C’est le seul Dieu, non pas le Dieu des juifs, mais le Dieu qui écrase le
peuple juif comme on peut le relire chez tous les prophètes, et aussi le Dieu
qui peut écraser n’importe quel peuples, qui n’est lié à aucun peuple
particulier. Il y a encore de nombreuses formes de la religion romantique que
je ne veux pas mentionner ici. Là où cette forme du religieux se présente et
conduit à des déceptions, mais sans être brisée intérieurement, un contrecoup
se produit facilement, c’est-à-dire un mouvement consciemment 14 démonique, une
conception consciente de l’existant comme quelque chose de définitivement
mauvais, de définitivement divisé, de définitivement absurde et promis à la
ruine.
[139] D’une certaine
façon, nous trouvons cela chez Schopenhauer. Nietzsche a mené un puissant
combat contre cette attitude, qui est la sienne propre, et elle est présente
sous une forme beaucoup plus ouverte, bien que demeurant à l’arrière-plan, chez
Spengler avec sa conception d’une croissance et d’une décadence absurdes des
civilisations, hors de tout accomplissement transcendant de la vie. J’en viens
au deuxième type, au type utopique-révolutionnaire. Pour lui le sacré est ce
qui doit devenir, ce qui doit être créé, ce qui n’est pas, ce qui doit venir.

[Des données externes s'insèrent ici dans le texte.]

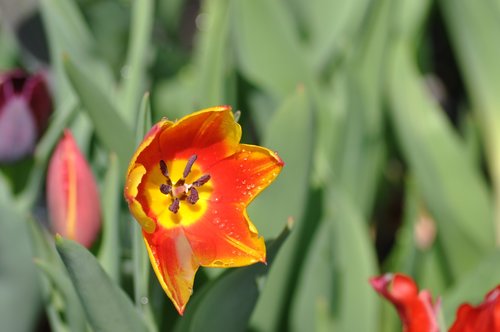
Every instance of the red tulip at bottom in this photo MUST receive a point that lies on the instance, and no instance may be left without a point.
(483, 318)
(72, 194)
(416, 309)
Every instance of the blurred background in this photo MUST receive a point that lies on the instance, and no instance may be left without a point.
(386, 113)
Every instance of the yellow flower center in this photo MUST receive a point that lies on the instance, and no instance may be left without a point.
(178, 192)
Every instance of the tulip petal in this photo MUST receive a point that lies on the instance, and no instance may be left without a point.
(482, 318)
(188, 185)
(17, 130)
(225, 237)
(38, 97)
(174, 264)
(211, 134)
(415, 310)
(72, 194)
(243, 175)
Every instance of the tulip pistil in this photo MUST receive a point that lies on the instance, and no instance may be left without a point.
(181, 190)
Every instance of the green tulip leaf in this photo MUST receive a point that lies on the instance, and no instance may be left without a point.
(107, 307)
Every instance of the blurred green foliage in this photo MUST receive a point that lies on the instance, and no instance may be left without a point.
(386, 113)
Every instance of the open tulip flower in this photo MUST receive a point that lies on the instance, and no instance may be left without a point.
(415, 309)
(188, 185)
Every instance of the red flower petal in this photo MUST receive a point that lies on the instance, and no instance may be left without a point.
(225, 237)
(174, 264)
(73, 198)
(242, 176)
(416, 310)
(211, 134)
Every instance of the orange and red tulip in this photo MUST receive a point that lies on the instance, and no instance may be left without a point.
(188, 185)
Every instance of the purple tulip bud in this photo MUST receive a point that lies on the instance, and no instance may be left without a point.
(25, 108)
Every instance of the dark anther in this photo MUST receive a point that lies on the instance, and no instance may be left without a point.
(166, 189)
(189, 164)
(193, 196)
(174, 207)
(202, 180)
(163, 168)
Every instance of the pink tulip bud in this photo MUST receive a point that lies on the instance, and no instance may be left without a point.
(72, 194)
(25, 107)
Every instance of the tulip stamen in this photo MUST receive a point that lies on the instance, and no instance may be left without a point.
(182, 191)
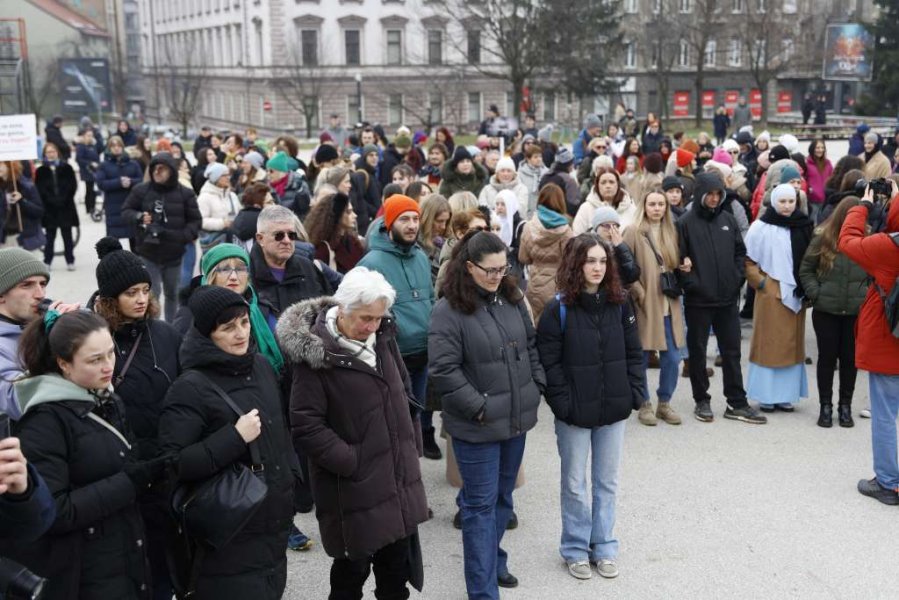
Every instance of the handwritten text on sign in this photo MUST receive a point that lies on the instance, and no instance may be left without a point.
(18, 137)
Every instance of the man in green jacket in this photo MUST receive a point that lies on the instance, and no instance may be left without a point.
(394, 252)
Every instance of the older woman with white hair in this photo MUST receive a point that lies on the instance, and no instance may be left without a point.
(351, 412)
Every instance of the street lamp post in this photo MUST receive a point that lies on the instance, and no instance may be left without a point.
(359, 97)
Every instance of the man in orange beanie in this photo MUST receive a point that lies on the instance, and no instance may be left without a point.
(394, 252)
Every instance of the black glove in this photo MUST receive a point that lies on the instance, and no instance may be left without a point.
(145, 472)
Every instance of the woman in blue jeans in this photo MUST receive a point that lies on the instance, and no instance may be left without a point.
(483, 361)
(590, 349)
(660, 318)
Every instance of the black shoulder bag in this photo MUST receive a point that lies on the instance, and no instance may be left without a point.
(213, 511)
(667, 279)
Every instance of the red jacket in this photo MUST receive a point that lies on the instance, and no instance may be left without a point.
(876, 350)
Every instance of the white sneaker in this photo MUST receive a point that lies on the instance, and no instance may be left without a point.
(580, 569)
(607, 568)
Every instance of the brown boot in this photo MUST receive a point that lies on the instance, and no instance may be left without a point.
(646, 415)
(668, 414)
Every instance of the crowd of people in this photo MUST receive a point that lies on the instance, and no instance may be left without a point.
(294, 323)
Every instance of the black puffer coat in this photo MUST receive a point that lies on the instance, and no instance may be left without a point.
(711, 239)
(95, 548)
(355, 426)
(58, 195)
(594, 368)
(199, 426)
(485, 361)
(180, 223)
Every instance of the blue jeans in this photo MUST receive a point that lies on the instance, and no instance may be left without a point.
(884, 392)
(164, 279)
(587, 530)
(669, 361)
(488, 477)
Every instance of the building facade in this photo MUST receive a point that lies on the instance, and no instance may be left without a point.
(285, 65)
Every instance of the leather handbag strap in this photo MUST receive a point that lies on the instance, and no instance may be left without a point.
(255, 458)
(121, 375)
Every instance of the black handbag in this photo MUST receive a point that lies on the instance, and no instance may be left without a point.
(667, 280)
(213, 511)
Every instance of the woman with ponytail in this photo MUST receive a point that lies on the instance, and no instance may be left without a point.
(74, 431)
(146, 364)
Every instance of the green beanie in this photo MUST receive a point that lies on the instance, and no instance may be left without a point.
(17, 265)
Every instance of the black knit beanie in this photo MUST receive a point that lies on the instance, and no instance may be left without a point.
(208, 302)
(118, 269)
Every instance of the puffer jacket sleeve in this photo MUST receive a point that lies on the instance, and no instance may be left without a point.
(44, 445)
(309, 425)
(181, 429)
(550, 341)
(445, 363)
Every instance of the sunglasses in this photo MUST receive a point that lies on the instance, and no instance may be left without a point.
(279, 235)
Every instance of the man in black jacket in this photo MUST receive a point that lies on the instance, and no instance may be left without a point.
(711, 244)
(166, 218)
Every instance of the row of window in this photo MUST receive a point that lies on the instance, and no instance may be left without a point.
(736, 6)
(734, 54)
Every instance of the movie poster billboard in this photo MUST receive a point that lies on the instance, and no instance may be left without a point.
(848, 53)
(84, 86)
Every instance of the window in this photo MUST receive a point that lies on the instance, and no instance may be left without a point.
(683, 56)
(474, 47)
(395, 109)
(474, 107)
(711, 50)
(394, 47)
(351, 44)
(735, 53)
(630, 55)
(435, 47)
(309, 47)
(435, 107)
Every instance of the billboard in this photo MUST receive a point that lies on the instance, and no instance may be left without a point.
(85, 87)
(848, 53)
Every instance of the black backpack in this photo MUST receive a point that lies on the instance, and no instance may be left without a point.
(891, 300)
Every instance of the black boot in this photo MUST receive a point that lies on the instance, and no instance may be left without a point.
(845, 413)
(432, 450)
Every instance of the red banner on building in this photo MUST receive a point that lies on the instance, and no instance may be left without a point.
(681, 104)
(755, 103)
(784, 101)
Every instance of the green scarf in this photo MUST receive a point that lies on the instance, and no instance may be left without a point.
(265, 339)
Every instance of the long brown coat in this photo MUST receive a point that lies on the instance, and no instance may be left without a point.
(778, 334)
(649, 299)
(541, 248)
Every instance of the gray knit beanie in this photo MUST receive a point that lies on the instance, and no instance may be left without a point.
(16, 265)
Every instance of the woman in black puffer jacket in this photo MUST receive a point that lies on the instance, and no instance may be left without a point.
(206, 435)
(589, 346)
(484, 363)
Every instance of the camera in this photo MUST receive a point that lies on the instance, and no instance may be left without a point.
(18, 583)
(880, 187)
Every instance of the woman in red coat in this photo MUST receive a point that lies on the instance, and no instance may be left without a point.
(876, 349)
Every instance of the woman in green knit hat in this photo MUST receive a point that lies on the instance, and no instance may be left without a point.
(228, 266)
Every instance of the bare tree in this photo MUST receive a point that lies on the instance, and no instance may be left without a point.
(767, 37)
(183, 85)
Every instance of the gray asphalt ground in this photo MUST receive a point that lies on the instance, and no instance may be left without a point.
(721, 510)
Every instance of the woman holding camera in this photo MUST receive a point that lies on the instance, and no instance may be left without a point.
(74, 432)
(206, 435)
(660, 318)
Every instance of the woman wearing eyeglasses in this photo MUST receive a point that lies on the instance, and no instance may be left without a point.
(146, 363)
(483, 361)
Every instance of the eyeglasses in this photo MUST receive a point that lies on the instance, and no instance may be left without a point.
(496, 272)
(279, 235)
(227, 271)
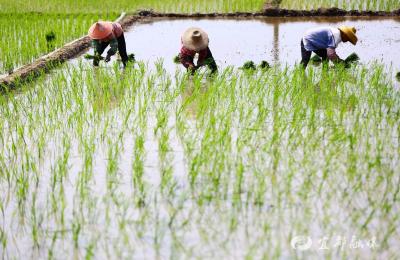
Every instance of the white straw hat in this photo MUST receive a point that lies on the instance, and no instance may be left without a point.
(195, 39)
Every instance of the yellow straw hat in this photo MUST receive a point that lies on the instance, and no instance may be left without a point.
(195, 39)
(100, 30)
(350, 32)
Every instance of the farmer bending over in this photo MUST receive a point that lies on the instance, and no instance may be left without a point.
(108, 33)
(195, 40)
(324, 40)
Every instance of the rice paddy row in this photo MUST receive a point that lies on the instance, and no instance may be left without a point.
(139, 163)
(183, 6)
(26, 37)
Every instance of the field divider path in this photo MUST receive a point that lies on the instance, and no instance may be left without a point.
(48, 61)
(75, 48)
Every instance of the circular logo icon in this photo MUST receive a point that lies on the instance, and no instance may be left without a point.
(301, 243)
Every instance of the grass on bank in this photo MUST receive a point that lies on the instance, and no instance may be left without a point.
(25, 37)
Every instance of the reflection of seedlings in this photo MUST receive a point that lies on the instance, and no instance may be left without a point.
(250, 65)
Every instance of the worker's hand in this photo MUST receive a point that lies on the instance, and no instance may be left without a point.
(107, 59)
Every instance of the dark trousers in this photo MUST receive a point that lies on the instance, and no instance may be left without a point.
(212, 65)
(306, 55)
(121, 50)
(209, 61)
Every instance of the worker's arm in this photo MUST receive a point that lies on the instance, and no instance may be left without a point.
(186, 60)
(331, 52)
(113, 47)
(96, 46)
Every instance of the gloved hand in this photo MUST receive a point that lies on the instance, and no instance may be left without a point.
(108, 58)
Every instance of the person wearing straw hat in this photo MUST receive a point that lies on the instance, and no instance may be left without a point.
(324, 41)
(105, 33)
(195, 41)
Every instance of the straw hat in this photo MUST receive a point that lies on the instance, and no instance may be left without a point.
(100, 30)
(350, 32)
(195, 39)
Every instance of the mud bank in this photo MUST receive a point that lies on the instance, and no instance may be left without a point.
(71, 50)
(271, 11)
(47, 62)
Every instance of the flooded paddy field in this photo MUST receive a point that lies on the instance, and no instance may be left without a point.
(276, 40)
(150, 162)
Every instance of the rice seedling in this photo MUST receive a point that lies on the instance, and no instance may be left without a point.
(343, 4)
(25, 37)
(104, 162)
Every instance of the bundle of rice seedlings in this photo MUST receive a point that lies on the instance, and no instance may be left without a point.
(249, 65)
(264, 65)
(352, 58)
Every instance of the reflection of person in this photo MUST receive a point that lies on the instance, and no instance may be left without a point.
(108, 33)
(195, 40)
(324, 40)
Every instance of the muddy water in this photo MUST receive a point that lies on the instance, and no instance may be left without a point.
(276, 40)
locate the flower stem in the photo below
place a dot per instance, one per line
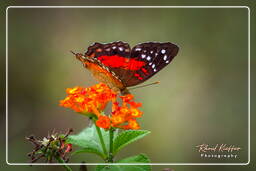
(111, 137)
(60, 160)
(101, 139)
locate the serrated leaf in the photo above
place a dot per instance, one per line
(127, 137)
(141, 158)
(88, 140)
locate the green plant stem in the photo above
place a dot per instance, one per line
(60, 160)
(111, 137)
(101, 140)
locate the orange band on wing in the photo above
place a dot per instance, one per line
(121, 62)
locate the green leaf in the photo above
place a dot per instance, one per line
(127, 137)
(89, 141)
(141, 158)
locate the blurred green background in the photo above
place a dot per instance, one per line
(202, 97)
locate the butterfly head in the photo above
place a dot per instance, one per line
(84, 59)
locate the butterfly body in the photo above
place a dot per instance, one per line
(119, 66)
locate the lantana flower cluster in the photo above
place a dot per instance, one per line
(94, 100)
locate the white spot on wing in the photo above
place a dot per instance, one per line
(165, 57)
(163, 51)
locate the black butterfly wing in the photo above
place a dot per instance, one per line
(114, 56)
(155, 56)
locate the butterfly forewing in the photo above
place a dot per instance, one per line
(134, 66)
(115, 56)
(155, 56)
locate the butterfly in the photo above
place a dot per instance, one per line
(119, 66)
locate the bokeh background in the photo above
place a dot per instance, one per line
(202, 97)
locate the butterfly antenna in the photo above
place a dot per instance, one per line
(73, 52)
(157, 82)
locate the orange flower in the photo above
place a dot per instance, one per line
(103, 122)
(86, 100)
(95, 98)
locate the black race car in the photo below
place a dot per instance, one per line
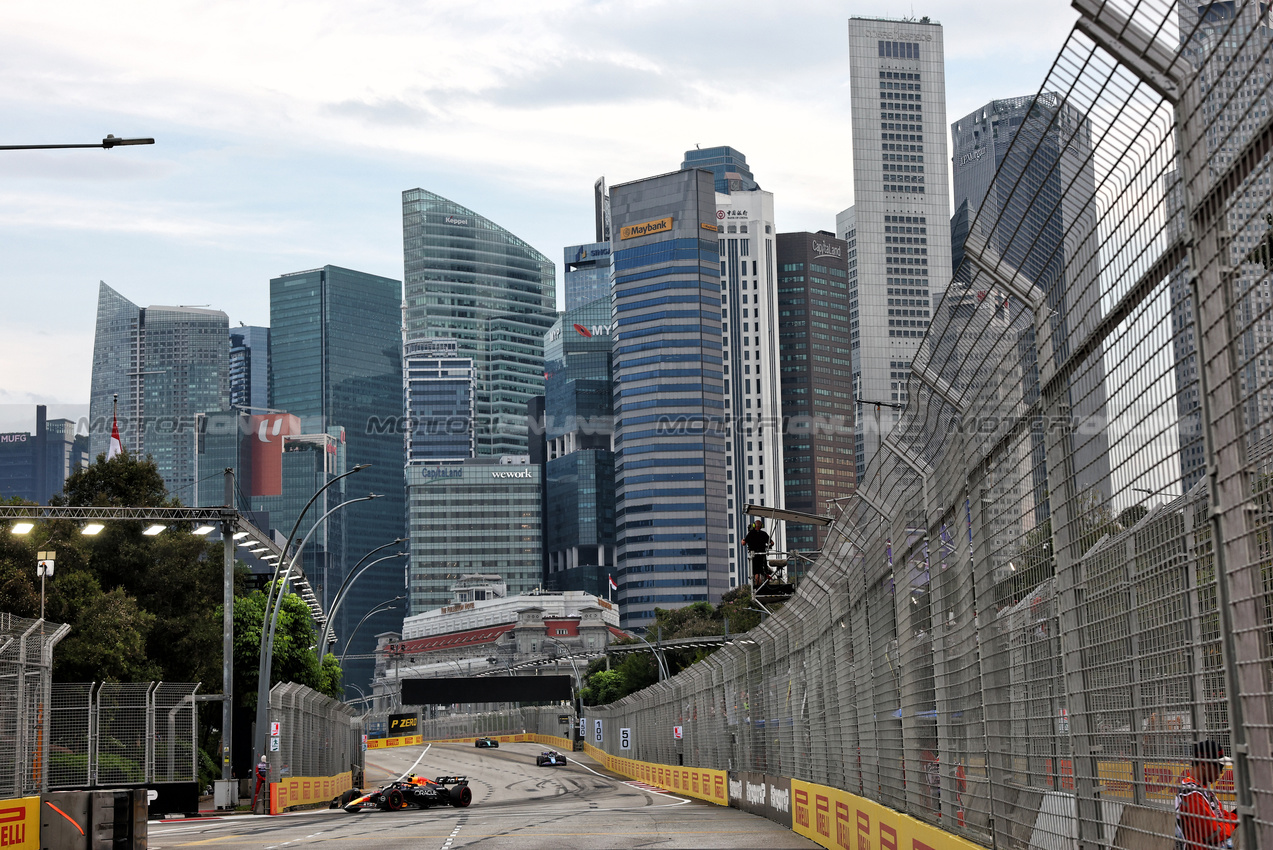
(414, 790)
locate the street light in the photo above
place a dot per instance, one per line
(344, 587)
(266, 661)
(110, 141)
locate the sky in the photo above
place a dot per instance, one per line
(287, 131)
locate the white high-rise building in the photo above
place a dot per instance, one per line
(900, 218)
(752, 390)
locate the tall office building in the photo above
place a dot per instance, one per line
(816, 377)
(167, 364)
(278, 468)
(900, 219)
(250, 367)
(480, 515)
(438, 388)
(336, 362)
(579, 463)
(752, 383)
(36, 466)
(1229, 40)
(1052, 159)
(587, 272)
(470, 280)
(670, 470)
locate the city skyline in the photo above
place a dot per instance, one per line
(229, 199)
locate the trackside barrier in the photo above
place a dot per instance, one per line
(307, 790)
(703, 783)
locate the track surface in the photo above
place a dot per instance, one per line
(516, 807)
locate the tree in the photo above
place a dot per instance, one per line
(293, 649)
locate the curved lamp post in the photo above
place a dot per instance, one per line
(344, 587)
(271, 619)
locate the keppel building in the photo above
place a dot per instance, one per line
(900, 219)
(167, 364)
(668, 401)
(472, 281)
(579, 459)
(336, 363)
(816, 377)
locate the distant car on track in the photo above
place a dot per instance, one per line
(413, 790)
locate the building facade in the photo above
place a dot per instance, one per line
(750, 336)
(579, 463)
(670, 471)
(900, 218)
(166, 364)
(438, 392)
(816, 378)
(36, 466)
(1041, 246)
(587, 274)
(470, 280)
(250, 367)
(336, 363)
(479, 515)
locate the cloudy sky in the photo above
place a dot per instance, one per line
(287, 130)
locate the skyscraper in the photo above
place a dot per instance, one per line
(901, 211)
(579, 465)
(167, 364)
(336, 362)
(816, 377)
(670, 471)
(438, 388)
(752, 384)
(250, 367)
(1053, 159)
(587, 272)
(470, 280)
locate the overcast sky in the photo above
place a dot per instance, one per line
(287, 131)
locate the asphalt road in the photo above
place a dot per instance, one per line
(516, 807)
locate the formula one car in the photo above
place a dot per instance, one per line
(415, 790)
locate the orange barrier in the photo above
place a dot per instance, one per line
(19, 823)
(306, 790)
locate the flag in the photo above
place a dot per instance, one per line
(116, 445)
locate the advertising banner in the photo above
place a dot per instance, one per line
(19, 823)
(304, 790)
(761, 794)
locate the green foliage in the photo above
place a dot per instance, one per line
(638, 669)
(293, 658)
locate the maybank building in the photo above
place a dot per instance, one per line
(481, 515)
(670, 473)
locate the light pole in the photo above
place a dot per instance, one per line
(346, 583)
(262, 689)
(110, 141)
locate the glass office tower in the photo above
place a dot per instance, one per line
(670, 471)
(336, 362)
(167, 364)
(579, 467)
(470, 280)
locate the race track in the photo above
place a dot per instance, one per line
(516, 807)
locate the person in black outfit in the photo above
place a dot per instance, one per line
(758, 543)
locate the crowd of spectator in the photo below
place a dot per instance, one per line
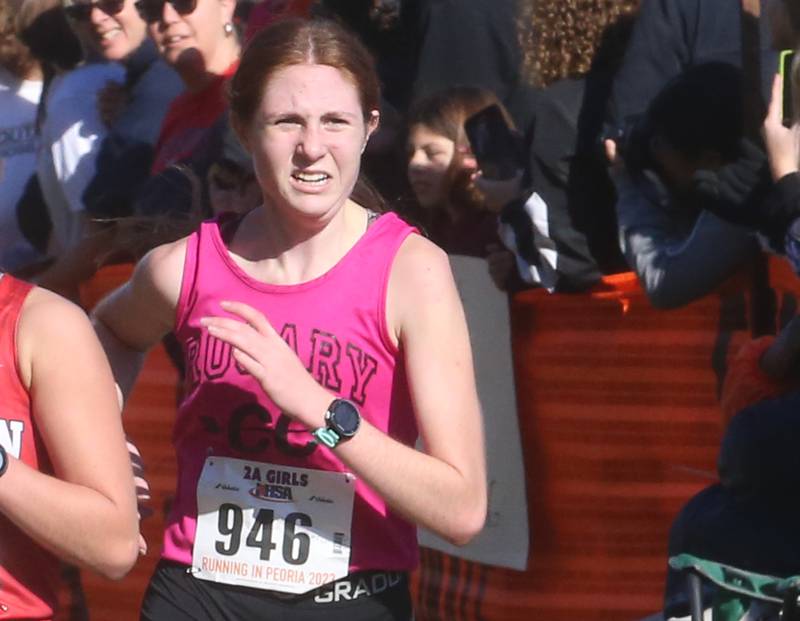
(649, 137)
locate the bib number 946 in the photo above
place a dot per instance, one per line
(294, 547)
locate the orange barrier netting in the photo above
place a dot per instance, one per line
(620, 425)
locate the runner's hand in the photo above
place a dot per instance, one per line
(261, 351)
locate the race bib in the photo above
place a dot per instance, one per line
(272, 527)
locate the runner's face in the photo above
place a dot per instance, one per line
(307, 138)
(430, 157)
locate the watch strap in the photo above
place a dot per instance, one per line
(327, 436)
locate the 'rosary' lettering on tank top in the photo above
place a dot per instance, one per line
(336, 325)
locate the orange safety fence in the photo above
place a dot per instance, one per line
(619, 425)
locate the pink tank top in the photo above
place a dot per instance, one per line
(336, 324)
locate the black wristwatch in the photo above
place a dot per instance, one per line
(342, 421)
(3, 460)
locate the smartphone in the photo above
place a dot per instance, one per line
(785, 68)
(497, 147)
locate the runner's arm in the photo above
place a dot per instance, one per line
(134, 317)
(86, 512)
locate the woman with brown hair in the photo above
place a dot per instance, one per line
(321, 338)
(441, 170)
(564, 226)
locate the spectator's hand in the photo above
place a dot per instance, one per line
(111, 101)
(736, 191)
(783, 143)
(142, 490)
(501, 265)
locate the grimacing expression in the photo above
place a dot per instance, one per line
(306, 139)
(430, 156)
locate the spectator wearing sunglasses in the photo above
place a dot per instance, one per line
(198, 39)
(127, 111)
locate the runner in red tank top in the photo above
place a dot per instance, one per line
(66, 487)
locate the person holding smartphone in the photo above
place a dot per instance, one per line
(782, 139)
(442, 170)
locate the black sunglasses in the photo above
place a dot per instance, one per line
(80, 11)
(152, 11)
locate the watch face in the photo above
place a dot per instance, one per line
(344, 418)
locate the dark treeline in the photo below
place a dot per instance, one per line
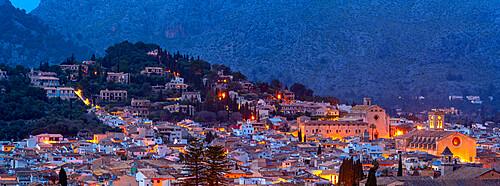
(26, 110)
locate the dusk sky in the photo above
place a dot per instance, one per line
(28, 5)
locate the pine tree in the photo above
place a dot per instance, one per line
(192, 160)
(209, 138)
(372, 180)
(400, 166)
(300, 136)
(63, 178)
(80, 72)
(216, 166)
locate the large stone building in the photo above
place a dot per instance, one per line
(435, 142)
(113, 95)
(371, 114)
(118, 77)
(436, 120)
(64, 93)
(331, 129)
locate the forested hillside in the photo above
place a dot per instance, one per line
(25, 40)
(348, 49)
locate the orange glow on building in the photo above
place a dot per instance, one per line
(398, 133)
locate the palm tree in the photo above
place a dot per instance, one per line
(373, 126)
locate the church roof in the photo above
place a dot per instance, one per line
(362, 107)
(425, 133)
(446, 151)
(465, 173)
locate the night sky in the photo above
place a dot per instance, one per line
(28, 5)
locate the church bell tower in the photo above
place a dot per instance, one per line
(446, 161)
(436, 120)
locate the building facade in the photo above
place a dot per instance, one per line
(435, 142)
(332, 129)
(64, 93)
(371, 114)
(113, 95)
(118, 77)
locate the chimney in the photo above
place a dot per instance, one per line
(367, 101)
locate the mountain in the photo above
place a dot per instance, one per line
(344, 48)
(24, 39)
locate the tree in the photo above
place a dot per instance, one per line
(276, 84)
(373, 126)
(300, 136)
(400, 166)
(238, 76)
(63, 178)
(216, 166)
(192, 163)
(372, 180)
(209, 138)
(319, 150)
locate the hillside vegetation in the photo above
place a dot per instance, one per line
(25, 40)
(349, 49)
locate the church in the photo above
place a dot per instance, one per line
(371, 114)
(435, 140)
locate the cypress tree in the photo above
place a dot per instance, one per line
(63, 178)
(216, 166)
(400, 166)
(300, 136)
(192, 163)
(372, 180)
(319, 150)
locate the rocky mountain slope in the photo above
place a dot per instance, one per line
(343, 48)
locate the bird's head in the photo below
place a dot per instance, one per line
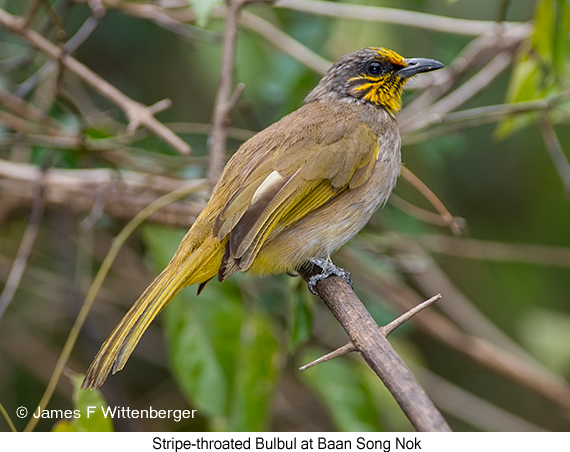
(372, 74)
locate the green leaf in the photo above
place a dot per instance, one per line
(224, 358)
(542, 39)
(343, 390)
(256, 374)
(202, 338)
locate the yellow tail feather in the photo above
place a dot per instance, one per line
(199, 267)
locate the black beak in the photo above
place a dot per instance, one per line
(417, 65)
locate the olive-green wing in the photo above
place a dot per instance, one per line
(289, 183)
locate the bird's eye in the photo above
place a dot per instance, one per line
(374, 68)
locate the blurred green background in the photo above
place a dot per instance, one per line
(232, 353)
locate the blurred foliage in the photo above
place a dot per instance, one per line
(232, 352)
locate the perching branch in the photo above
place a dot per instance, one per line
(370, 340)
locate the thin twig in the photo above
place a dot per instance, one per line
(28, 240)
(136, 112)
(469, 407)
(116, 246)
(78, 190)
(409, 314)
(341, 351)
(480, 351)
(222, 106)
(390, 15)
(371, 342)
(456, 121)
(422, 214)
(285, 42)
(449, 219)
(480, 80)
(496, 251)
(185, 14)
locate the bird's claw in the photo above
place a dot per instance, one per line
(328, 269)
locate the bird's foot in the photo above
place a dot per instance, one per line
(328, 269)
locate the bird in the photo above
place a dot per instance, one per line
(293, 193)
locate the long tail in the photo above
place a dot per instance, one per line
(200, 266)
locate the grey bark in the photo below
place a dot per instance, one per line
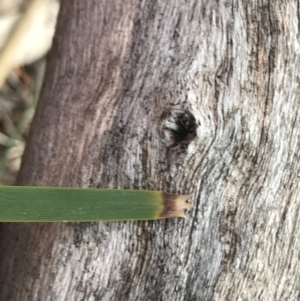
(197, 96)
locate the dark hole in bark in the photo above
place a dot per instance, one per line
(180, 127)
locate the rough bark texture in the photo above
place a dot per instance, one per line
(184, 96)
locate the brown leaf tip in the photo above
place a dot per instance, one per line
(175, 205)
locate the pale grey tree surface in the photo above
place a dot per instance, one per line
(184, 96)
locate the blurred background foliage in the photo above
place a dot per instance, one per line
(26, 32)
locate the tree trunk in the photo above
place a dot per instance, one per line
(183, 96)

Nous pensons là tout de suite au socialisme révolutionnaire, au communisme et à
semblables choses. C’est dans ce qui doit venir qu’est mis tout l’accent, toute
la puissance de saisissement qui accomplit le sens de telle sorte qu’on est ici
saisi absolument jusque dans les dernières couches de l’être. Mais il suffit de
prononcer le terme « utopie » pour formuler la critique : une fois de plus
c’est la tentative de réaliser l’inconditionné quelque part sur le terrain de
l’ordre social, de réaliser ce qui donne un sens avec l’aide de la liberté,
avec l’aide de l’action. La réaction contre l’utopie est la déception. Chez tous
les hommes que l’utopie a enthousiasmés, après que l’utopie semble s’être
réalisée, on voit, apparaître, en effet, un grand sentiment de désillusion qui
se dissimule à grande peine, en partie par l’indifférence, en partie par un
fanatisme artificiellement provoqué. Cela ne peut mener qu’à des déceptions,
parce que l’on fait de l’ordre social fini le fondement de l’inconditionné. Le
socialisme religieux ne veut pas sacraliser ce mouvement tel qu’il est ; il
veut plutôt lui montrer que s’il affirme son but avec toute l’ardeur de la
passion, il ne peut le faire qu’en tenant compte de cet au-delà de l’être
devant lequel toute réalisation, y compris la réalisation socialiste qui vient,
se trouve encore une fois soumise au jugement. Le troisième type est le type critique-sceptique.
Il ne veut accorder la qualité de sacré à aucune réalité, quelle qu’elle soit.
Il dirige sa critique contre le type romantique et contre le type utopique.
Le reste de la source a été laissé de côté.